A total of 258 patients with NOF (average age of 82.3 years) were included in this study, of which 69% (178/258) were females and 31% (80/258) were males. In addition, 4% (10/258) of patients with NOF developed PU during inpatient stay with a gender distribution of 60% (6/10) females and 40% (4/10) males. The average age of patients in the NOF and PU group was 84.4 years. NOF patients with PU had prolonged average length of stay compared to patients with NOF without PU respectively (25.3 days Vs 19.2 days).
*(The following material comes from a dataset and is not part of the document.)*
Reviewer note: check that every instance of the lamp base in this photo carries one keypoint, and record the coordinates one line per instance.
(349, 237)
Average BMI in NOF patients with PU was higher compared to patients with NOF without PU (24.45 kg/m2 vs. 23.4 kg/m2 respectively, P = 0.038).
Findings from analytical data showed a 4% incident rate of PU development in NOF patients at East Sussex Hospital Trust which is a similar result to the recorded 3.5% rates by the National Hip Fracture database report for 2013. Many studies so far have highlighted the increased nutritional requirements in this vulnerable group however quite often despite attempted adherence to NICE nutrition guidance, involving nutritional screening tools, care plans and protected mealtimes; acutely unwell, malnourished patients are often not receiving their estimated nutritional requirements due to lack of adequate staffing on wards or assistant and encouragement required during meal times in order to optimize nutritional intake.
This study showed PU incident rate levels were predominately seen in the slightly higher age group, which could potentially be linked to lower dietary intake secondary to factors such as poor dentition, loss of taste and smell sensation contributing to lack of appetite, cognitive impairment/dementia, impaired vision, poor dexterity and changes in gastrointestinal function leading to constipation and/or impaired nutrient absorption. Moreover, findings indicated a higher PU incident rates in patients with a slightly higher BMI, although still within healthy range (18.5-25 kg/m2) as classified by WHO 2004. Two potential factors contributing to these results may include: 1) higher nutritional requirements for energy and protein of such patients not being met as they may be perceived as individuals with healthy BMI from observation, and 2) lack of mobilization and being bed-bound during admission post-surgery and inadequate levels of regular turning/repositioning and monitoring of PU areas. One of the major limitations of the study includes lack of data on establishing patient’s nutritional intake during hospital admission in both groups and assessing whether estimated nutritional requirements were being met. Further studies to include other co-founding factors such as demographic data of the patients in the two groups and their predictive variables are required to confirm current findings.
Patients with NOF are at higher risk of malnutrition during hospital admission secondary to elevated nutritional requirements for wound healing and recovery. Often due to long period of hospital admission post-surgery, factors such as reduced mobility, infections, loss of appetite and change in living environment impact patient’s dietary intake and result in inadequate nutritional intake. Patients who are bedbound and present with an overweight BMI are potentially at higher risk of developing PU during admission. However given the lack of eliminating possible confounding factors such as patient’s actual dietary intake during hospital admission, authors conclude that correlation does not imply causation.
In order to improve nutritional status in this vulnerable group of patients authors suggest that clinicians involved in the care of fractured NOF patients with or without PU should seek to ensure that all individuals are nutritionally screened on admission using a validated tool and commenced on appropriate nutritional support plan devised by registered dietitians, which may include provision of Oral Nutritional Supplementation (ONS) to prevent weight loss during hospitalization for hip fracture rehabilitation and potentially reduce length of stay.